El arte de la lluvia
La lluvia. La garúa translúcida. El agua blanda (qué adjetivo perfecto, maestro). El tamborileo tenaz sobre los techos. La lluvia impasible del invierno.
Pero no siempre es blanda. Recuerdo esa mañana de primavera en la que el mundo se puso color Mordor, y quince minutos después había encallado en un callejón sin salida, sitiado por una inundación impúdica. O esa otra vez, en la ruta (no recuerdo cuál ruta, pero sí que era verano), cuando, por mi costumbre de estar prestando oídos a la naturaleza, supe que teníamos la tormenta encima, a punto de martillarnos, y entonces memoricé los autos adelante, bajé la velocidad, y me encomendé a Dios cuando quedamos sumidos en una avalancha gris y brutal. Por fortuna, a nadie se le ocurrió detenerse, y, al salir de la zona ciega, los vehículos seguían adelante, un poco más cerca, un poco más lentos, pero los mismos que recordaba haber visto antes.
Llueve ahora, y cuando escampe lo sabré porque los pájaros entonces se regocijan y se los oye anunciar que están de regreso en sus territorios. Horneros y teros, a esta hora temprana, son los que más alborotan. Pero esa vocinglería me dice que puedo salir al jardín, al menos por un rato. En la calle, el fresno, que hace dos meses era una sinfonía solar, viste ahora una joyería diferente, más sutil. De sus ramas despojadas y silenciosas penden gemas transparentes y efímeras. A veces, alguna cae, muda, al suelo.
A propósito, por supuesto que los árboles hablan. Es diferente el cuchicheo suave de estos fresnos jóvenes que el murmullo de las casuarinas o el aplauso multitudinario de los álamos, altos como campanarios. Algunos, es cierto, son más lacónicos. Otros solo susurran.
Ocurre aquí, lejos de la ciudad, que el cielo recupera su estatura. Se ven, así, casi todas las formas de la lluvia. Hay noches en las que la garúa es tan débil, tan etérea, que bajo las luces se ve el agua flotar. Si no hay viento, se diría que es una nube de insectos de otro mundo, hechos de agua y de tiempo. Son gotas muy pequeñas y por eso pueden darse el lujo de ser esféricas; es tan interesante la lluvia que también hay una variedad en el tamaño y la forma con que el agua se precipita en este planeta, el nuestro, y en eso solo la supera, acaso, la nieve, con sus copos irrepetibles.

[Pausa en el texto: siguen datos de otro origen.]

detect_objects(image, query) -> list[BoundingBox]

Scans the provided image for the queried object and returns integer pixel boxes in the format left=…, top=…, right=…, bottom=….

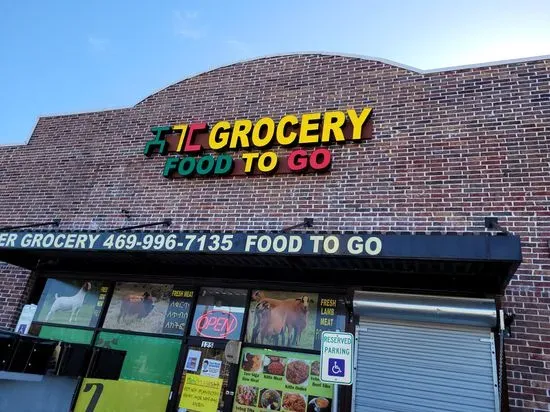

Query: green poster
left=233, top=347, right=333, bottom=412
left=96, top=332, right=181, bottom=385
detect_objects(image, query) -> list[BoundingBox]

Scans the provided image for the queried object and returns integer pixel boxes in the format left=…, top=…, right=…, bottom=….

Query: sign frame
left=319, top=331, right=355, bottom=386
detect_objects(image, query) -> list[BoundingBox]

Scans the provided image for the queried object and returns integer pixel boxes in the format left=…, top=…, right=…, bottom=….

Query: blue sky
left=0, top=0, right=550, bottom=144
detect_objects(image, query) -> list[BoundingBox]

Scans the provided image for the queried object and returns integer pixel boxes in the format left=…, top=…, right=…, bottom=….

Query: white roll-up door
left=353, top=292, right=499, bottom=412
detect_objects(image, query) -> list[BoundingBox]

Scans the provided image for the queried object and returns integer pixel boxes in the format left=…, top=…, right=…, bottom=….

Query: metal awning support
left=112, top=219, right=172, bottom=232
left=0, top=219, right=61, bottom=232
left=353, top=291, right=497, bottom=328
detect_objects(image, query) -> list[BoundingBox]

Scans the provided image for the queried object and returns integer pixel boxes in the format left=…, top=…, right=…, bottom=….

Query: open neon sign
left=195, top=309, right=239, bottom=339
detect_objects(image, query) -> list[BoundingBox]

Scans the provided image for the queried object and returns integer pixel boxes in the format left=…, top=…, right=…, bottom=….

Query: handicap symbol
left=328, top=358, right=346, bottom=376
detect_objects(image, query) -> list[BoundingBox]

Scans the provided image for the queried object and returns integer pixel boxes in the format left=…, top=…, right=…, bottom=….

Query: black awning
left=0, top=231, right=521, bottom=295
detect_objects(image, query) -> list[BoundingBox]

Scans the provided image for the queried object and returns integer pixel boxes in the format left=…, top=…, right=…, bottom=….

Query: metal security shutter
left=354, top=318, right=498, bottom=412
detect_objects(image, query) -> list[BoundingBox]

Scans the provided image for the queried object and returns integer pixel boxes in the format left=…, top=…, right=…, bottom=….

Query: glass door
left=177, top=338, right=240, bottom=412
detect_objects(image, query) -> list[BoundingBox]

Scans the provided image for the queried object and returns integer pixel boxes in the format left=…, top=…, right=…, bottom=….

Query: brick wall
left=0, top=54, right=550, bottom=410
left=0, top=262, right=34, bottom=329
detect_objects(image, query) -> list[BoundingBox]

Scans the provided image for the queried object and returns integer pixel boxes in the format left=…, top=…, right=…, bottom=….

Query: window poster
left=74, top=332, right=181, bottom=412
left=233, top=347, right=333, bottom=412
left=246, top=290, right=346, bottom=349
left=178, top=347, right=231, bottom=412
left=191, top=288, right=247, bottom=340
left=33, top=279, right=109, bottom=327
left=103, top=282, right=194, bottom=335
left=75, top=332, right=181, bottom=412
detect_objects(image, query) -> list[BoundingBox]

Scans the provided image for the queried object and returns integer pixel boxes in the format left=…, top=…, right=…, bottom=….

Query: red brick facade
left=0, top=54, right=550, bottom=411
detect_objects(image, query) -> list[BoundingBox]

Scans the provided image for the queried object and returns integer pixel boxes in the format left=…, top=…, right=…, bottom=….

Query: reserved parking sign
left=320, top=331, right=355, bottom=385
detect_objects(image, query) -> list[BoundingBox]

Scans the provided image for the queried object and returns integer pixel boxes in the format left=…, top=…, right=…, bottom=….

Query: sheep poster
left=246, top=290, right=319, bottom=349
left=246, top=290, right=345, bottom=349
left=34, top=279, right=109, bottom=327
left=103, top=283, right=173, bottom=333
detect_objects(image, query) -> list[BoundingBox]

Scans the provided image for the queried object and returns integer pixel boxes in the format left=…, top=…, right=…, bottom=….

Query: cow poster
left=103, top=282, right=173, bottom=333
left=246, top=290, right=345, bottom=349
left=33, top=279, right=109, bottom=327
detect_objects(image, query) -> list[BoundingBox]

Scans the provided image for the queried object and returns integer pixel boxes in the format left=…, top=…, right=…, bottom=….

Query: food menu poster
left=233, top=347, right=333, bottom=412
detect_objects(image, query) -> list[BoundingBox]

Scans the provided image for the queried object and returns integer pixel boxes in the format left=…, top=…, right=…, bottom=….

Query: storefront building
left=0, top=54, right=550, bottom=412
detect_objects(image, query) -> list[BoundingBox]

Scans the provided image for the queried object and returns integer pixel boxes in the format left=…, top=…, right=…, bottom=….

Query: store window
left=191, top=288, right=248, bottom=340
left=246, top=290, right=346, bottom=350
left=103, top=283, right=194, bottom=335
left=0, top=279, right=109, bottom=412
left=75, top=332, right=181, bottom=412
left=33, top=279, right=109, bottom=327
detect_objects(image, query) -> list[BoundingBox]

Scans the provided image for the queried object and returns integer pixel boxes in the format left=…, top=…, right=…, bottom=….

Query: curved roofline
left=134, top=51, right=550, bottom=107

Me ha ocurrido de ver avanzar la cortina incontenible de una lluvia súbita de verano, marchar hacia nosotros como un Juggernaut, y he visto también, a muchos kilómetros de distancia, los pilares inmensos de los aguaceros tropicales.
Phil Plait, astrónomo y persona feliz, publica a menudo en su cuenta de Instagram (@thebadastronomer) sus minuciosas lecturas del cielo. No porque sí formó parte del equipo del Telescopio Espacial Hubble. También lo apasionan las nubes. Hace poco explicaba que los cirrus uncinus suelen anunciar que se acerca una tormenta, lo que, en su caso, resultó cierto. También publicó, unas horas después, las imágenes de unos cumulonimbos gigantescos que amenazaban desde el norte. En otro hemisferio (Plait vive en Boulder, Colorado) y en otra estación del año, anteayer los cirrus uncinus ("con forma de gancho", en latín) aparecieron por aquí. Desde ayer, llueve y llueve.
Seguirá así, seguramente hasta mañana, jueves. El gris acero del invierno. La humedad, que por estos lugares no tiene compasión. Y la lluvia tranquila que va y viene.
De forma imperceptible, desde el solsticio de junio, los días han vuelto a alargarse. Aunque todavía faltan los meses más inclementes, ya se está gestando, en el corazón del frío, la primavera, que traerá sus tormentas paroxísticas, y luego, con el día más largo, cerca de la Navidad, llegará el verano, la edad de los insectos, el bochorno y la luz.
De momento, y aunque los romeros florecen y las solandras alistan sus bronces, todo parece a la espera. Excepto por la lluvia mansa que mece la cuna del mundo.